И соблазнили бабу Таню.

Пустилась баба Таня во все тяжкие, пошла по рукам – по соседям.

То баба Таня никому, а то баба Таня всем.

Рано бабу Таню выбрасывать.

Вы скажите-ка ребята:

что на улице шумят?

Что на улице шумят?

Бабы сарафан делят.

Кому клин, кому стан, кому весь сарафан.

Одной бабе не досталось,

она по миру таскалась…

Дудик Бекицер сидел в кафе…

…за столиком у окна.

Фатоватый.

Малого роста.

Клетчатые брюки в обтяжку, бабочка в горошек, канотье на голове, начищенные до блеска туфли и уголок платка из пиджачного кармашка.

Сказали:

– Одесский куплетист. Некогда известный.

Подсели к нему. Угостили коньяком.

Заблестели глаза. Порозовели щечки.

– Перед вами то, что осталось от довольно таки знаменитой пары. Блюмберг и Шерешевский, они же Дудик Бекицер и Залман Шмольц, Залман большой живот.

Встал.

Одернул пиджак и поправил бабочку.

– Исполню для вас. Из инших времен.

Сдвинул канотье на затылок.

Сделал "выход" мелким шажком – носки на стороны.

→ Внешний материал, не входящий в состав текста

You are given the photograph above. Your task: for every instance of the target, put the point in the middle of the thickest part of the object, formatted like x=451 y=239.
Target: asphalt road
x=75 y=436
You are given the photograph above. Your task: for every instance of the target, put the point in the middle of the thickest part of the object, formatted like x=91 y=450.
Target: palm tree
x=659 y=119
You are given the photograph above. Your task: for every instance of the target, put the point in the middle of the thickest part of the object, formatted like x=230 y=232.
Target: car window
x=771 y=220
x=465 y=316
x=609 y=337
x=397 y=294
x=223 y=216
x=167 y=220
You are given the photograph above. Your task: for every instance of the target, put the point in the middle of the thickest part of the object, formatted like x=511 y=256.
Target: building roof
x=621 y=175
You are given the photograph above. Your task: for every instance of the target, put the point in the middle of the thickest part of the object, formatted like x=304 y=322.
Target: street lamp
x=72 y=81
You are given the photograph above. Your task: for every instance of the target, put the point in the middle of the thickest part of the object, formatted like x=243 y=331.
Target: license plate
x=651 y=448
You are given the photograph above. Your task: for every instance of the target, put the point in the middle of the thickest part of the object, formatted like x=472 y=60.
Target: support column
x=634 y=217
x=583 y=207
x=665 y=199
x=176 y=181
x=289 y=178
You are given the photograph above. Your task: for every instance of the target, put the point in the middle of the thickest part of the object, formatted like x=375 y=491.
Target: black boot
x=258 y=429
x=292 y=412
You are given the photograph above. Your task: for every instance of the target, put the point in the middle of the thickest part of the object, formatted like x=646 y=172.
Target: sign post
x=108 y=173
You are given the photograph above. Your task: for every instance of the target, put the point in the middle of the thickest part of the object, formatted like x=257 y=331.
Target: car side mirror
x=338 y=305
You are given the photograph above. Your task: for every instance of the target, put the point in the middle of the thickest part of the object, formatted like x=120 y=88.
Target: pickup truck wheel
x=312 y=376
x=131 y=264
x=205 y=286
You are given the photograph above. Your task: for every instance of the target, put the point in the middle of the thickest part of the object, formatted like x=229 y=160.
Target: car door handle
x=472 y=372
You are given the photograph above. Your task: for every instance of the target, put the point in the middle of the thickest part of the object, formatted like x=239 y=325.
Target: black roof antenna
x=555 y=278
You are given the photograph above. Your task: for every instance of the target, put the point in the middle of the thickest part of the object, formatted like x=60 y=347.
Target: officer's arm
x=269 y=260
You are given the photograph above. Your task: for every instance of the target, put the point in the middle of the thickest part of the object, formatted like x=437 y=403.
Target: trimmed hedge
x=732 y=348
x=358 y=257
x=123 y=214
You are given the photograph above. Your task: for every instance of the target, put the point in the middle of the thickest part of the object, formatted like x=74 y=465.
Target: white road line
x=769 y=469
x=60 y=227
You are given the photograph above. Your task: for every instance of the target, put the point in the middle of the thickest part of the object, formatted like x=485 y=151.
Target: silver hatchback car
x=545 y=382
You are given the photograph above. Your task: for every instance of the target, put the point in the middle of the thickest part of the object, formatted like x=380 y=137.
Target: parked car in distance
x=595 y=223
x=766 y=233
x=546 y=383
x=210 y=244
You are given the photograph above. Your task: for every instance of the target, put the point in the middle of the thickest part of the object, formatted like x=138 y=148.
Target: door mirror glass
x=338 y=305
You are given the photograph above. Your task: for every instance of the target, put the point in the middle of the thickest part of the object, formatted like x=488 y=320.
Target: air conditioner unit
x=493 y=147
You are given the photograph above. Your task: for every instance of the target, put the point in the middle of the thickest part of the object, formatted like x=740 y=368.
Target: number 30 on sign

Пропел нестойким голоском:

По морям несется клич:

Зайт гезунт, Владимир Ильич!..

Отбил чечеточку, легкий на ногу.

Раскинул руки в цирковом "комплименте", вернулся, не запыхавшись, на свой стул.

– Браво! – сказали мы и ушли.

А он остался в прошлом.

За столиком у окна.

Сколько их схоронилось в памяти – не утянуть за собой.

7.

Это случилось зимой…

…в заводском клубе на Пресне.

Мы, первоклашки, сидели на сцене в матросских костюмах, гребли воображаемыми веслами и пели, а Игорь Майтов стоял на капитанском мостике – ладонь козырьком к глазам, мужественно глядел вдаль.